1. Luke Skywalker VS. Vader – Episode V: The Empire Strikes Back (1980)
As you might have expected, the final battle of Empire is the greatest lightsaber battle in Star Wars history and is the definitive turning point in the entire series. Pitch-black in tone and breath-taking in execution, this fight scene melds spectacle, emotion, effects, choreography and character development into a dramatic package that fundamentally changes the two characters involved (and their dynamic) in an irrevocable fashion. Everything about this sequence works. The initial stand-off in the Carbon Freezing Chamber is so artfully done, particularly the way in which cinematographer Peter Suschitzky created the iconic silhouette images of Luke and Vader. Also, the violence depicted in the sequence is truly the most disturbing ever captured in the series – such as the mute-apathy Vader has when he Force-throws a myriad of objects at a besieged Luke and the drunken frenzy-like fashion that Vader attacks with when the battle moves out onto the platform.

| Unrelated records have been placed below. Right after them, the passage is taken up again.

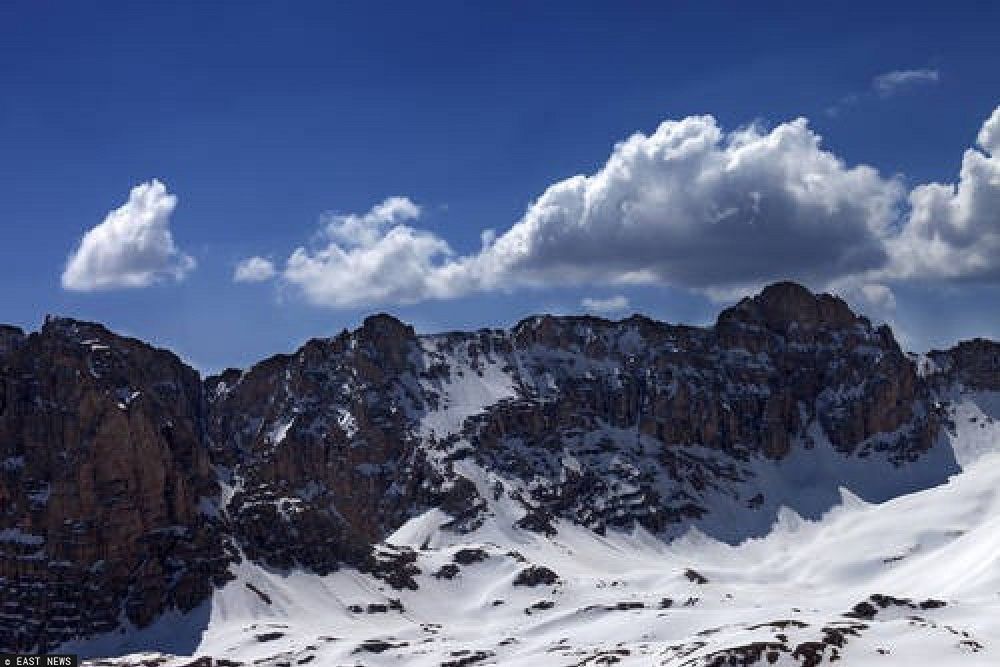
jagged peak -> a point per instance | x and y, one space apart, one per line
781 304
384 325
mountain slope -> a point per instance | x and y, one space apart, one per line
301 473
913 580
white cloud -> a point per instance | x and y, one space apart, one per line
953 230
254 270
695 207
132 247
610 305
688 206
891 82
372 258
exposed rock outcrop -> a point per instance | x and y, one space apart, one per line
104 480
128 485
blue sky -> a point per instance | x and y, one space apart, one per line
271 127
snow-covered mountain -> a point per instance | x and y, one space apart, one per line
785 487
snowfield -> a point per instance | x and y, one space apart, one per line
912 580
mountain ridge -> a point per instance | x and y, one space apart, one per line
157 482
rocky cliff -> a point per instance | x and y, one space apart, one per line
128 485
103 476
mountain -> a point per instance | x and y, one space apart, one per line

This fight scene is another great example of how the original trilogy differs from the prequels. As opposed to the more recent Star Wars movies, fight scenes like the one found in Empire show violence as actually having consequences and being able to affect the overall scope of the story. They are not arbitrary or supplemental, but critical scenes where slowly established conflicts are confronted, thematic currents are explored and characters must face an external and internal reckoning.